Several specific pathologic features are associated with a higher risk of recurrence and worse outcomes:

• Positive or close margins — Significantly increase the risk of local recurrence and typically prompt adjuvant treatment.
• Perineural invasion — Associated with a higher rate of local recurrence and regional spread.
• Extranodal extension — One of the strongest adverse prognostic factors for survival in oral cavity SCC; typically triggers recommendation for concurrent chemoradiation.
• WPOI-5 (non-cohesive invasion) — Associated with significantly higher rates of lymph node metastasis and recurrence, even in early-stage tumors.
• Deep invasion — Depth of invasion greater than 10 mm is associated with substantially higher rates of nodal spread.

Avoiding tobacco and alcohol, maintaining oral hygiene, and attending all scheduled follow-up appointments help reduce the risk of recurrence and a new primary cancer.
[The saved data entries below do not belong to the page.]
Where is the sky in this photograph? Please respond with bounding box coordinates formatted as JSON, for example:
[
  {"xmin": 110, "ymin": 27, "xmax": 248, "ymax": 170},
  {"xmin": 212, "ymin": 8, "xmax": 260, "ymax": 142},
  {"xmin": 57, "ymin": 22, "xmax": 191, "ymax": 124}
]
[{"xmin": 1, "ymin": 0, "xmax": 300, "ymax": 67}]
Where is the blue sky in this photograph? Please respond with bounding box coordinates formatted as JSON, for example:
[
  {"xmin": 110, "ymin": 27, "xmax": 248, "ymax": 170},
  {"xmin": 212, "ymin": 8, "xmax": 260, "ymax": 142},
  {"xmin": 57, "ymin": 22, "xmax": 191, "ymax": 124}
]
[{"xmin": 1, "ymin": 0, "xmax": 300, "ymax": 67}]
Recovery of speech, swallowing, and dental function are important long-term goals, and support from speech therapists, dietitians, and dental specialists is often part of the care plan.

What happens after the diagnosis?

After diagnosis, your healthcare team reviews your pathology report, imaging studies, and overall health to develop a personalized treatment plan. The team typically includes a head and neck surgeon, a radiation oncologist, a medical oncologist, and a pathologist.

For most patients, surgery is the primary treatment — removing the tumor with adequate margins and assessing or removing lymph nodes in the neck. If the tumor has high-risk features such as positive or close margins, perineural invasion, extranodal extension, bone or deep muscle invasion, or a high depth of invasion, adjuvant radiation or combined chemoradiation is usually recommended after surgery.

For advanced, recurrent, or metastatic cancer, systemic therapies — including chemotherapy, targeted therapy (cetuximab), or immunotherapy (pembrolizumab or nivolumab for PD-L1-positive tumors) — may be considered.

Questions to ask your doctor

• Where exactly in my mouth did the cancer start, and what is the tumor size?
• What is the depth of invasion, and how does it affect my stage and prognosis?
• Was a worst pattern of invasion (WPOI) reported, and was WPOI-5 present?
• Was perineural invasion or lymphovascular invasion found?
• Did the tumor invade bone or the deep muscles of the tongue or floor of the mouth?
• Were the surgical margins negative? Is additional surgery or radiation needed?
• How many lymph nodes were examined, and did any contain cancer?
• Was extranodal extension present, and does that change my treatment plan?
• What is my pathologic stage (pT and pN)?
• Was PD-L1 testing performed, and what was the CPS score?
• What treatment is recommended after surgery — radiation, chemoradiation, or systemic therapy?
• How will speech, swallowing, and dental health be supported during and after treatment?
• How often will I need follow-up visits and imaging?